The first Beefheart thing I ever heard was in 1970 when I was 12, whipped on pot and acid, laying on my bed listening to WABX here in Detroit which was a radical underground station and they played "My Human Gets Me Blues" off Trout Mask and I was instantly hooked--instantly.
I eventually bought the album and played it start to finish several times in a row without pausing. It was like Beefheart was packing notes of different colors into bags and then tossing them from a 100-story window and letting them splatter randomly on the sidewalk and then taking blurry snapshots of what he'd just created.
At first, it seemed to me to be anti-music but by the 10th listen in a row, I was thinking of it more as extremely non-conventionally musical. But was it like a musical version of Videodrome?
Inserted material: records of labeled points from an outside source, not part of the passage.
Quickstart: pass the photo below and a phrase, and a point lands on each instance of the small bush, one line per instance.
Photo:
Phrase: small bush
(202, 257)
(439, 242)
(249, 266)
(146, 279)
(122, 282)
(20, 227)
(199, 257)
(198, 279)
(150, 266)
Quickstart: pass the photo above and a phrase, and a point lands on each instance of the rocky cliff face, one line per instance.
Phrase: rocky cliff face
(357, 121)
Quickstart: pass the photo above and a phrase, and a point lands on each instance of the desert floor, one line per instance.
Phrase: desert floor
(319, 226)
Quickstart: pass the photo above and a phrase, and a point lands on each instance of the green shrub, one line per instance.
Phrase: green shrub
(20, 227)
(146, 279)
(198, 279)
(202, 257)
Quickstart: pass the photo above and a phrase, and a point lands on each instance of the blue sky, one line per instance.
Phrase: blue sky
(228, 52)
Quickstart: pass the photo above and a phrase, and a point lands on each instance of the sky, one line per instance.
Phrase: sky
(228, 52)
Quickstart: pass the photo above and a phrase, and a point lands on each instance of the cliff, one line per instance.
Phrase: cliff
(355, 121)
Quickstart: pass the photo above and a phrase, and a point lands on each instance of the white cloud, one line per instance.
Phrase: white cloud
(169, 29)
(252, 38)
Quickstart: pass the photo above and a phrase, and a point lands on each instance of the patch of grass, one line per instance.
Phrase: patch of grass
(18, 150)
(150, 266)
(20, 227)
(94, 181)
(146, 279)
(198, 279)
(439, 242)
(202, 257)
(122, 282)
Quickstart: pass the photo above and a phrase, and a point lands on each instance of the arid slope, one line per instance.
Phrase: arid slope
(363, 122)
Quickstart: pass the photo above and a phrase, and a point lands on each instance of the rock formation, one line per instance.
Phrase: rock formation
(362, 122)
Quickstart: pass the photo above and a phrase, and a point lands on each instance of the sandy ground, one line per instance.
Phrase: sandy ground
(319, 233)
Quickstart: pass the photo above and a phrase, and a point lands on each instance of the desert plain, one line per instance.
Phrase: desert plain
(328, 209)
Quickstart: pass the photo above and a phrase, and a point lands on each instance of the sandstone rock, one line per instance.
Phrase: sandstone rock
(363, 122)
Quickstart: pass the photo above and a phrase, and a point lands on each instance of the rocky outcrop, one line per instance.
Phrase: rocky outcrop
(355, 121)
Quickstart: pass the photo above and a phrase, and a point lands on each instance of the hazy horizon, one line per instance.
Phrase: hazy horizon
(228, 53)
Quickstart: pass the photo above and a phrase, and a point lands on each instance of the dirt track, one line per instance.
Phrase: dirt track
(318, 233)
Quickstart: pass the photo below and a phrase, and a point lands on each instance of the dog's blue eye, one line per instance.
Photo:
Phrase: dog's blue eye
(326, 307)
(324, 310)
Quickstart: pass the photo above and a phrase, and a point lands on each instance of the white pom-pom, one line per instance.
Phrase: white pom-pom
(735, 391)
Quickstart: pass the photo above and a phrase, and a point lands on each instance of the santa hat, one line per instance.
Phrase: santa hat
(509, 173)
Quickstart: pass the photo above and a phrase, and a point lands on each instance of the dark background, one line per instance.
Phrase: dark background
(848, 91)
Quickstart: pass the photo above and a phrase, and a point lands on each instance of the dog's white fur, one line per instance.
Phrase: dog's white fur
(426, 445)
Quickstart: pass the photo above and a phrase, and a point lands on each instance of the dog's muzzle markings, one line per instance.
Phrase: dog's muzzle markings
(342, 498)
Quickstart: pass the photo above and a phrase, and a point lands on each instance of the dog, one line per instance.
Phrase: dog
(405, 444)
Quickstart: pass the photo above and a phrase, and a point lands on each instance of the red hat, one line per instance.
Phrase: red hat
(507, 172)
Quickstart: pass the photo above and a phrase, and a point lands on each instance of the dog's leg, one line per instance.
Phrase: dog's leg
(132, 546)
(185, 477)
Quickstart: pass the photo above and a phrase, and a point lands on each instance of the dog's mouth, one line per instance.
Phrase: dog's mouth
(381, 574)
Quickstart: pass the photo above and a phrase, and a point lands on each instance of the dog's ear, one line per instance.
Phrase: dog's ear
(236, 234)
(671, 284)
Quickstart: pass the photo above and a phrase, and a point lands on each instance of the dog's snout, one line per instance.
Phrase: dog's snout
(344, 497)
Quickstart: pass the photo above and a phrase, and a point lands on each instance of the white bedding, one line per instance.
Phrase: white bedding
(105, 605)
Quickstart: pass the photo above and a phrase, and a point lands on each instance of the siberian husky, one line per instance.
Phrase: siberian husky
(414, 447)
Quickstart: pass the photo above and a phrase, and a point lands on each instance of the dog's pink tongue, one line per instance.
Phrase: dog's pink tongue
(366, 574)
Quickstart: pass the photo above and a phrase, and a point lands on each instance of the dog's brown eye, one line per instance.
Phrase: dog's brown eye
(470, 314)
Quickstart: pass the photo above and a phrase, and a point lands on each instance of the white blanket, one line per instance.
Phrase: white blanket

Ever see that movie about the sexually sadistic pirate TV signal that infects of minds of those who watch it? It was a scathing indictment of television but years before that came out, I was wondering if Beefheart was secretly deconstructing the minds of listeners and putting them back together his own way and what was blatantly anti-music suddenly sounds musical in a totally weird way. Was I infected, I wondered.
At times, the stuff on Trout Mask seemed to approach actual music--like "China Pig" is pretty close to real blues. But I would picture Son House or John Lee Hooker listening to it. What would they think? Was the fact that it was pretty much a straight blues Beefheart's way of saying that blues was already deconstructed and could not be further twisted or modified?
"The Dust Blows Forward and the Dust Blows Back" made me think of those film clips of houses getting annihilated in nuclear bomb blasts. You'd see the dust move one way and then the other and the house, which hung together at first, would burst into pieces. Was Beefheart giving us the music of a post-nuclear war? Some lonely guy sitting out in the desert by himself with no civilization left to get away from singing into a little cassette recorder. And was there a parallel between the destruction of the planet and destruction of my pre-Beefheart musical knowledge and beliefs? "Dachau Blues" seemed to confirm that there was.
Were phrases as "fast and bulbous" some kind of viral code that rewired my brain and was this good or bad? What did this album do to me? Was it like Beefheart's own little MK-ULTRA program? Occasionally, I pull Trout Mask out and listen to it from start to finish. All these years and literally thousands of listenings later, I'm still not sure what to make of it. I probably never will. Did Beefheart even really know what he was creating while he was doing it?